The medical malpractice lawyers at Silverman, Thompson, Slutkin & White, LLC handle medical malpractice cases throughout the mid-Atlantic region. As a service to our colleagues who are considering filing a plaintiff’s action in North Carolina, we are publishing the following on key areas of the law:
A. Statute of Limitations:
Medical malpractice suits must be brought within three years from the date of the last act of the defendant giving rise to the cause of action or within one year of the date when the injury was or should have been discovered, but not more than four years from the date of the last act of defendant giving rise to the cause of action. N.C. Gen. Stat. §§ 1-15 and 1-52(16) (1996).

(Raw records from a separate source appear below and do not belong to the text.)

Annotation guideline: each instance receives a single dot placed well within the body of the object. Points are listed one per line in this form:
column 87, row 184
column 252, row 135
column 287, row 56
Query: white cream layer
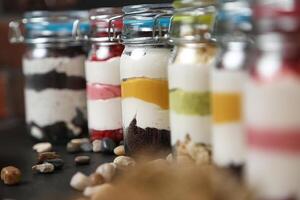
column 189, row 77
column 228, row 81
column 198, row 127
column 105, row 114
column 103, row 72
column 273, row 104
column 273, row 175
column 145, row 62
column 73, row 66
column 228, row 139
column 147, row 114
column 51, row 105
column 228, row 144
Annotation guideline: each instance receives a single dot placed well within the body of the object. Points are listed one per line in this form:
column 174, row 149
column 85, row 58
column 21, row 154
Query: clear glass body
column 189, row 93
column 272, row 117
column 104, row 91
column 55, row 92
column 145, row 108
column 227, row 83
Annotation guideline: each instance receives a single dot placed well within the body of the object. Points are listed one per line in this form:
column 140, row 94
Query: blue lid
column 49, row 26
column 234, row 16
column 54, row 27
column 148, row 23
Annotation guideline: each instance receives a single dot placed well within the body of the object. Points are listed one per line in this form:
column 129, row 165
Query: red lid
column 274, row 15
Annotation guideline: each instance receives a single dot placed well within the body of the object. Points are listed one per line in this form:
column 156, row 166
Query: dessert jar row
column 127, row 88
column 102, row 69
column 53, row 66
column 145, row 104
column 189, row 78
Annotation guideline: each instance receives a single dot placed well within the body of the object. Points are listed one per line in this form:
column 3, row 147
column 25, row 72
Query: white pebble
column 97, row 145
column 123, row 162
column 42, row 147
column 107, row 170
column 80, row 141
column 79, row 181
column 44, row 168
column 89, row 191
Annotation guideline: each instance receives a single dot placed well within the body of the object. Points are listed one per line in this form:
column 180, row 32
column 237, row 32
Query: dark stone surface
column 54, row 80
column 149, row 141
column 59, row 133
column 16, row 150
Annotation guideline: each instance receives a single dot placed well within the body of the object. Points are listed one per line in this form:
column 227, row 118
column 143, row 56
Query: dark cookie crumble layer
column 147, row 141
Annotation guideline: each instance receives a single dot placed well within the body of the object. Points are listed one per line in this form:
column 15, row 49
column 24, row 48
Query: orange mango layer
column 226, row 107
column 149, row 90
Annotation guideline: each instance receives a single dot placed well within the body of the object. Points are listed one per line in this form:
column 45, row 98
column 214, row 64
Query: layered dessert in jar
column 272, row 98
column 103, row 77
column 234, row 29
column 53, row 66
column 145, row 104
column 189, row 79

Foreign object cases must be brought within one year from the date of discovery, but no longer than ten years from the date of the occurrence. N.C. Gen. Stat. § 1-15 (1996). Wrongful death actions based on alleged medical malpractice must be brought within the foregoing period or within two years from death, whichever is shorter. N.C. Gen. Stat. § 1-53 (1996).
B. Contributory Negligence:
In North Carolina, a claimant’s contributory negligence bars recovery completely. Miller v. Miller, 273 N.C. 228, 160 S.E.2d 65 (1968). Although a medical malpractice claimant cannot be found contributorily negligent for the behavior that caused him to require treatment, the trier of fact may find that his acts or omissions during or after treatment bar recovery. Cobo v. Raba, 125 N.C. App. 320, 481 S.E.2d 101 (1997). A patient’s unreasonable failure to follow the defendant’s medical advice can be contributory negligence sufficient to bar recovery. Radford v. Norris, 63 N.C. App. 501, 305 S.E.2d 64 (1983).
C. Vicarious Liability:
The reported North Carolina decisions do not appear to have used the doctrine of apparent or ostensible agency to impose liability on hospitals for the negligent acts of their non-employee physicians. In the most relevant case, Hoffman v. Moore Regional Hospital, 114 N.C. App. 248, 441 S.E.2d 567, cert. denied, 336 N.C. 605, 447 S.E.2d 391 (1994), the court recognized the existence of the theory, but declined to use it to hold a hospital liable for the error of a radiologist. It held that there was no detrimental reliance, a necessary element of apparent agency, because there was no evidence plaintiff would have gone to another hospital had she known that the radiologist was an independent contractor.